Part-of-speech (POS) tagging may be defined as the process of converting a sentence in the form of a list of words, into a list of tuples. Here, the tuples are in the form of (word, tag). We can also call POS tagging a process of assigning one of the parts of speech to the given word.

#	Explain Chunking or shallow parsing  ?

Chunking is somewhere between part of speech (POS) tagging and full language parsing, hence the name shallow parsing. 

**Chunking:**
![image-3.png](attachment:image-3.png)

#	Explain Noun Phrase (NP) chunking ?

Text chunking is dividing sentences into non-overlapping phrases. Noun phrase chunking deals with extracting the noun phrases from a sentence. While NP chunking is much simpler than parsing, it is still a challenging task to build a accurate and very efficient NP chunker. The importance of NP chunking derives from the fact that it is used in many applications.

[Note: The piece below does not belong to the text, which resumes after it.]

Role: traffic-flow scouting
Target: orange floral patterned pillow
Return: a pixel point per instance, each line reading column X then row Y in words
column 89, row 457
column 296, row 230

# Explain Named Entity Recognition ?

 Named entity recognition (NER) — sometimes referred to as entity chunking, extraction, or identification — is the task of identifying and categorizing key information (entities) in text. An entity can be any word or series of words that consistently refers to the same thing. Every detected entity is classified into a predetermined category. For example, an NER machine learning (ML) model might detect the word “super.AI” in a text and classify it as a “Company”.

NER is a form of natural language processing (NLP), a subfield of artificial intelligence. NLP is concerned with computers processing and analyzing natural language, i.e., any language that has developed naturally, rather than artificially, such as with computer coding languages.